SC Edison’s Fossil Fuel Generating Stations Upwind Of Malibu Off Death Row, Again
Written by 991KBU on August 25, 2020
Power plants that sit next to the ocean … and boil tons of ocean water every day to generate steam for electricity … have been a fixture in California for decades.
But they are heavily polluting of the air … they use old and inefficient methane boilers … and they boil to death millions of small marine creatures every day.
One of them is 30 miles upwind from Malibu … in Oxnard.
The state has been trying to close them down for years … and they were set to be mothballed finally this year.
But all of a sudden … California finds itself short of electricity.

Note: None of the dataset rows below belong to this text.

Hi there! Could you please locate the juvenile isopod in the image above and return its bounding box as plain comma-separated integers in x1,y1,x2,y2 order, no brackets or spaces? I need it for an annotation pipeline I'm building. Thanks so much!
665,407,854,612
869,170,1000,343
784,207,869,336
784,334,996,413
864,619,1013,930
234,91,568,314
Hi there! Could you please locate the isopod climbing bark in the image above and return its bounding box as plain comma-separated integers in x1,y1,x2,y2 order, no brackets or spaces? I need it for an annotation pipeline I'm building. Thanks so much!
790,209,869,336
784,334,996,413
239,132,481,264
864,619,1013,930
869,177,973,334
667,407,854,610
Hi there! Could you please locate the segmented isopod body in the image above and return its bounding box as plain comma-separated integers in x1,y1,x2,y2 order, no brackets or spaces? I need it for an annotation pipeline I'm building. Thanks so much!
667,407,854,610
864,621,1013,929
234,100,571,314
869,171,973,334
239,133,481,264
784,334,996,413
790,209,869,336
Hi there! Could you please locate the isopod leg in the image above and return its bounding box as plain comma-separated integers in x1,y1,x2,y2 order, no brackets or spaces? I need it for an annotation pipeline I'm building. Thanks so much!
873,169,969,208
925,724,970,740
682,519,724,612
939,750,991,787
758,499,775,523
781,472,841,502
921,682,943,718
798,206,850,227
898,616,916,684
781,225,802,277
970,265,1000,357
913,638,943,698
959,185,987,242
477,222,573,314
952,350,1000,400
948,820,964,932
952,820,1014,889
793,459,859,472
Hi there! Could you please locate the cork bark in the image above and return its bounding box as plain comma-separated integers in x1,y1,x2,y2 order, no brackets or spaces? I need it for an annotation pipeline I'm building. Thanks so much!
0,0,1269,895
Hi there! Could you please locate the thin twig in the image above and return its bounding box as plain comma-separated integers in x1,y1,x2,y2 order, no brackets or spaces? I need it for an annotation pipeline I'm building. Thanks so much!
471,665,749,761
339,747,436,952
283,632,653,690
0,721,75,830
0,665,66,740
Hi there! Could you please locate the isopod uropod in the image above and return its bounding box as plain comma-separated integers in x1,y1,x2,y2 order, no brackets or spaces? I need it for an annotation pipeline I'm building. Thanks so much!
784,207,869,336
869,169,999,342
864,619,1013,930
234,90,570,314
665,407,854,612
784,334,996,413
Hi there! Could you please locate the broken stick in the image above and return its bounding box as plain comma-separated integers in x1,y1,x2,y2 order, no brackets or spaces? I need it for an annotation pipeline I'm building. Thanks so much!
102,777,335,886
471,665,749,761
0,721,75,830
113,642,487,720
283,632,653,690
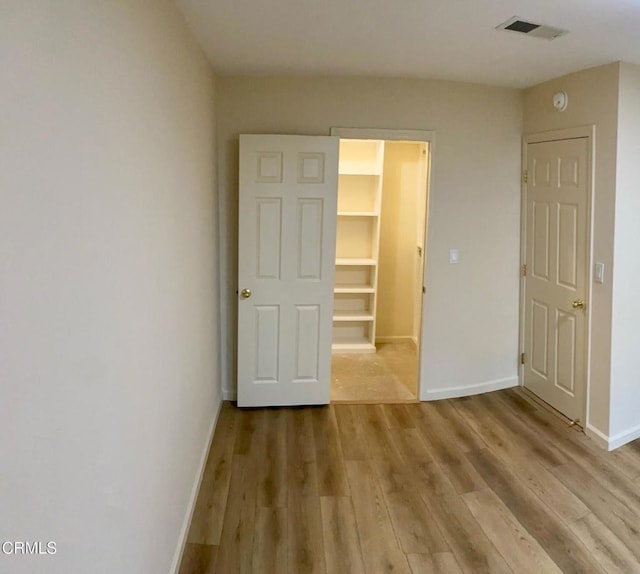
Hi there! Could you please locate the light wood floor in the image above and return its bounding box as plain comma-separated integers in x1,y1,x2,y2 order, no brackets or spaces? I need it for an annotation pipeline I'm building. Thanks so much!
176,390,640,574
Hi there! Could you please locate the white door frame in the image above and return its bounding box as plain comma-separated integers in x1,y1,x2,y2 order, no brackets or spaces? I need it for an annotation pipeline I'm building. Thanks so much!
518,125,596,430
331,127,436,400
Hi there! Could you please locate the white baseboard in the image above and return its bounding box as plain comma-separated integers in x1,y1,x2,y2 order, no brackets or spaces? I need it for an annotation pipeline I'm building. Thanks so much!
609,425,640,450
169,401,222,574
376,335,414,343
584,423,611,450
584,424,640,451
222,389,238,401
420,376,519,401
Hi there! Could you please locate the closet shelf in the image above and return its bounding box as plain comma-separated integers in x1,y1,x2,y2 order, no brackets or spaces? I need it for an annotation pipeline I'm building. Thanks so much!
331,337,376,353
333,284,376,293
333,311,374,322
338,211,378,217
338,161,382,175
336,257,376,265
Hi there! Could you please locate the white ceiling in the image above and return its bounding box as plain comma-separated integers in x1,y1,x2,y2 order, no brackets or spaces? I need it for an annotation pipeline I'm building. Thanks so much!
176,0,640,88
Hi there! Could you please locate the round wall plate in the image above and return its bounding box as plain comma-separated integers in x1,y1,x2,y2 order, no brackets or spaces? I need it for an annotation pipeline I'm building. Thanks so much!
553,92,569,112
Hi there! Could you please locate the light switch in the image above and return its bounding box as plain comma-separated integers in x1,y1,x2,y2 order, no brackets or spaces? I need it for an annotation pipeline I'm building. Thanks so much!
593,263,604,283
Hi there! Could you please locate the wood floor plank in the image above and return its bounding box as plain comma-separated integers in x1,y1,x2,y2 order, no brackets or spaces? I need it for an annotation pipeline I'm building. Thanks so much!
311,407,350,496
477,393,568,468
494,389,640,482
360,405,402,465
287,492,328,574
407,403,487,494
420,491,513,574
552,464,640,559
333,404,369,460
178,542,218,574
462,490,562,574
455,400,590,522
252,507,287,572
346,460,410,574
187,403,238,546
467,451,601,574
407,552,463,574
382,404,415,429
320,496,365,574
286,409,319,497
372,461,449,554
216,455,258,574
433,401,487,452
233,409,267,454
570,514,640,574
257,409,287,508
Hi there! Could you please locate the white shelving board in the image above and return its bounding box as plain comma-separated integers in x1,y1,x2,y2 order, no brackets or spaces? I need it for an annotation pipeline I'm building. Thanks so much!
332,140,384,353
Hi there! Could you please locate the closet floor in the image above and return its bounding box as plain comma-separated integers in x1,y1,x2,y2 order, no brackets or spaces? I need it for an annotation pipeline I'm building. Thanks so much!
331,341,418,403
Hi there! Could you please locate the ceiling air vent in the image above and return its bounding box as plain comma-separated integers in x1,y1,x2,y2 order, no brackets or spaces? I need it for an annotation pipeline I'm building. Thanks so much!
496,16,568,40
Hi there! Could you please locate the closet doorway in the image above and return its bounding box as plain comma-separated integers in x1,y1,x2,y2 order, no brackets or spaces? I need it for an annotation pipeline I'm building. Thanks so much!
331,128,433,403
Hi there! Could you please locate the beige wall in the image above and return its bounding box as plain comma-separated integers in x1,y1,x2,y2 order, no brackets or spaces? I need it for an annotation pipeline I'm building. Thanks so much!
609,64,640,442
217,77,522,398
376,142,423,338
524,64,619,435
0,0,219,574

Particularly after sunset … when demand is still high but solar generators start shutting down.
Some oil industry observers say California moved too fast into green power.
But others point out that major Wall Street companies have been caught several times before … making hundreds of millions of dollars by manipulating the market … turning their power plants off when power runs short … and turning them on again when spot prices spike.
The state is investigating if that is happening again.
The Calif0rnia Public Utilities Commission is about to to decide whether the methane gas-fired power plants along the Southern California coast should keep running past 2020.
The aging and inefficient facilities are owned by out of state energy companies …. but their power output has nbeen purchased by Southern California Edison under a long term contract approved by the state.
The price … and the profit margins … are both secret … under terms of the SCE deal approved under official secrecy by the CPUC.
That deal was set uo when the then-president of the CPUC was secretly meeting with Edison to engineer a ratepayer bailout of the disastrous SCE remodeling project at San Onofre.
In that case, ratepayers ended up paying 4 point 5 billion dollars to clean up the mess after the nuclear plant literally shook itself to death … after Edison and its contractors botched the supersizing of the nuke plants.